Let’s start once again! The new campaign begins, with a new route: Barcelona-Tangier

These days the Citizen Science 2024 campaign by LIFE Conceptu Maris officially begins again, thanks to which the citizens most sensitive to the issues addressed by the project, after having attended an online training course, can board the ferries along one of the 17 routes available and thus contribute to the monitoring of cetaceans and turtles.

The main novelty this year is the opening of the route between the Spanish port of Barcelona and the Moroccan port of Tangier, carried out on board the GNV ferries. Since 2018, the route has been followed by the team from the University of Barcelona and, since 2023, in collaboration with the University of Valencia as part of Conceptu Maris. This is the longest route of the project (around 30 hours for each route), during which you pass through diversified habitats and have the chance to encounter many species. Starting from Barcelona, the route crosses the so-called “Cetacean Migration Corridor“, an area of special protection as it affects the migratory route of fin whales and also “hosts” other species of cetaceans, such as sperm whales, bottlenose dolphins and striped dolphins. The route then crosses the Alboran Sea, a poorly studied area but rich in cetaceans, where sightings of Risso’s dolphin and Cuvier pilot whales and encounters with large groups of Common dolphins are frequent.
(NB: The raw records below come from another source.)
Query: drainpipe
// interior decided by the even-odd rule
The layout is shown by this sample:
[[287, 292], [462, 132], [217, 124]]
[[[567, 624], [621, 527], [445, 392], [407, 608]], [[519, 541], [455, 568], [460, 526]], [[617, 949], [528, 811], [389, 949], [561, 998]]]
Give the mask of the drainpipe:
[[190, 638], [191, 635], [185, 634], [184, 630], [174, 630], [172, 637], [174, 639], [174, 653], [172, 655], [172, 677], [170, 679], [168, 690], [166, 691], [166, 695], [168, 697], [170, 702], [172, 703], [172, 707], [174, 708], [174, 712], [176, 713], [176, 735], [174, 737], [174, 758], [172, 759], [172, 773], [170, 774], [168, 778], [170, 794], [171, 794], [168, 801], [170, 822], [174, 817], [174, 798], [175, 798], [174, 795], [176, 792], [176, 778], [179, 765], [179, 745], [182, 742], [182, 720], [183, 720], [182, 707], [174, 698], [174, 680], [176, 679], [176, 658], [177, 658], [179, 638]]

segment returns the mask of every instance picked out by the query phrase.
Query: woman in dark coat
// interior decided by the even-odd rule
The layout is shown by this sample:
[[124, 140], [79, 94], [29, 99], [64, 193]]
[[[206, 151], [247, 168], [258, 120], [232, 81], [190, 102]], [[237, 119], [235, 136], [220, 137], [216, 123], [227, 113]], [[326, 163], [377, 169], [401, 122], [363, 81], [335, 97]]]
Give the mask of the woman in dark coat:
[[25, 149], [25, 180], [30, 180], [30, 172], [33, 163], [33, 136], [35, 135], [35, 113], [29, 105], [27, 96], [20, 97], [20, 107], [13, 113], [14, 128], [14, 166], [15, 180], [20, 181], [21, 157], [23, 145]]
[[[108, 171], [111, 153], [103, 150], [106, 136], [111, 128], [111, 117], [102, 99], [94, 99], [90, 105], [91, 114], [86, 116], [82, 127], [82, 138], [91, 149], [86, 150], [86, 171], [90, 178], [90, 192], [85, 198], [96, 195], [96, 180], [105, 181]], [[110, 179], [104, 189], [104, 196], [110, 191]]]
Finally, before arriving on the Moroccan coasts, the route passes through the Strait of Gibraltar, an area where currents converge and nutrients accumulate which attract not only Mediterranean species but occasionally also Atlantic species such as killer whales. In addition to cetaceans, the Barcelona-Tangier route offers the opportunity to observe other species, such as the Caretta caretta sea turtle, and, especially near the Strait, various seabirds and migratory birds.